As he points out in his wonderfully honest, funny, and a moving book, An Autobiography, he has not really been financially successful until well into his 60s. Many may not know that he has never earned the astronomical sums his prints commanded — those prices were earned by art dealers and those who had the wisdom to buy from him earlier in his life. Even in his very last years, he would only charge $800 for his finest prints — his personal record — knowing they could immediately be resold for ten times, or more, than that amount. He was acutely aware of this — he once gifted print of his to a friend of mine reminding him: Don’t sell it now, keep it, it will help you buy a house one day. Nonetheless, he has managed to make ends meet, living without excess, but living in what his autobiography oozes with: happiness. Was there a secret to his life?
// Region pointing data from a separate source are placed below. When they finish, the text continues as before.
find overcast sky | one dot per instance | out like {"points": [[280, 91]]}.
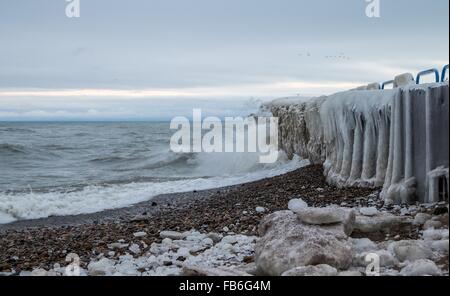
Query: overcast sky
{"points": [[148, 59]]}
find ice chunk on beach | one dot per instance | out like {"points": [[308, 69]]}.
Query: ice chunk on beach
{"points": [[296, 205]]}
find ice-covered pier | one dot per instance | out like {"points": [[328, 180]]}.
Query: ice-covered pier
{"points": [[397, 139]]}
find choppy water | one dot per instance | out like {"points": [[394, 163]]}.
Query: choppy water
{"points": [[72, 168]]}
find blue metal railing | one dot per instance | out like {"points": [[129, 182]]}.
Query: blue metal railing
{"points": [[383, 85], [444, 70], [427, 72]]}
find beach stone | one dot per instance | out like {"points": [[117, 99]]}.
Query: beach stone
{"points": [[286, 244], [370, 212], [421, 267], [296, 205], [386, 258], [209, 271], [421, 218], [440, 246], [39, 272], [435, 234], [361, 245], [432, 224], [324, 216], [115, 246], [135, 249], [103, 267], [260, 209], [410, 250], [350, 273], [215, 237], [380, 222], [317, 270], [140, 234], [174, 235]]}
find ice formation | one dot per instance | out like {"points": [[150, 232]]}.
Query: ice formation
{"points": [[396, 139]]}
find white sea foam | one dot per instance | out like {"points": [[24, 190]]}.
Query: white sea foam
{"points": [[228, 169]]}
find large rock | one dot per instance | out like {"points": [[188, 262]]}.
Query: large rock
{"points": [[382, 222], [421, 218], [318, 270], [103, 267], [286, 243], [410, 250], [174, 235], [422, 267], [325, 216], [386, 258], [219, 271]]}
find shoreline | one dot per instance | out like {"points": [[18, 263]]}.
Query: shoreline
{"points": [[41, 243]]}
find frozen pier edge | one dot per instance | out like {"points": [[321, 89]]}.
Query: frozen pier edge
{"points": [[396, 139]]}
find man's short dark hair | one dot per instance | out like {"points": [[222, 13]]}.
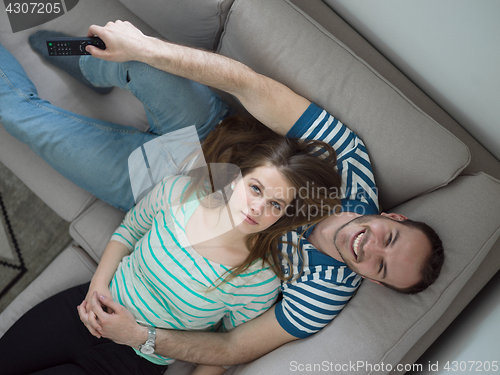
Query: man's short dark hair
{"points": [[432, 267]]}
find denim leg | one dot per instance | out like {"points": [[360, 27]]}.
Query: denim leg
{"points": [[91, 153], [171, 102]]}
What makes Ansel Adams so inspiring in the 21st century is precisely that he was able to live a full life that many people would envy now: doing mostly what he loved, and earning just enough to happily get by — certainly not living in poverty, but clearly without the grave entrapments of wealth. It must have taken a lot of wisdom to pare down his needs and to focus on what was essential, in itself a mark of character. Though I have never met him, based on all that I read, saw, and heard about him, I realised that his life was focused on his artistic expression, which had sparked the happiness, and was further fuelled by the wonderful response he was getting when he was teaching others, at his workshops and through his writings. I see that Adams had created a wonderful balance in his life, where each element was in unison with one another, helping him feel content even in the toughest of times.
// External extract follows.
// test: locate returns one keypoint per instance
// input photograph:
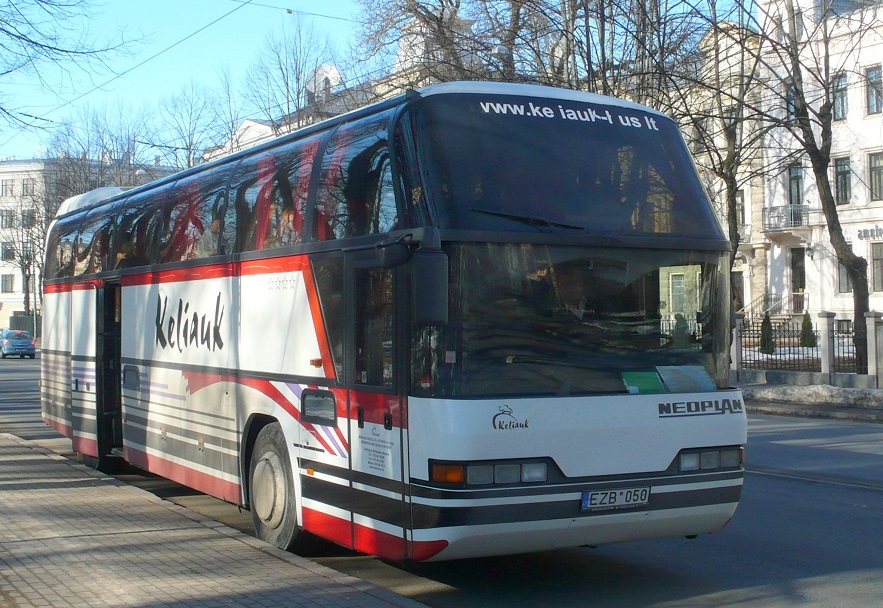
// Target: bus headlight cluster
(706, 460)
(479, 474)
Perhaps that is a recipe for a happy life. It intertwines otherwise separate elements: artistic creativity, persistently disciplined thinking, and an obligation to relentlessly pass useful skills to others in the society. When I dream, I like to think of myself as still being able to teach others when I am in my 70s and beyond. I hope to be relevant because of my skills, and because of my work — maybe less because of IT, which will change and which will be forgotten, but hopefully more because of my photography, through which I wish to share a way of seeing the world as a complex, abstract, yet a happily continuing place.
Happy Birthday, Ansel! Thank you for inspiring me.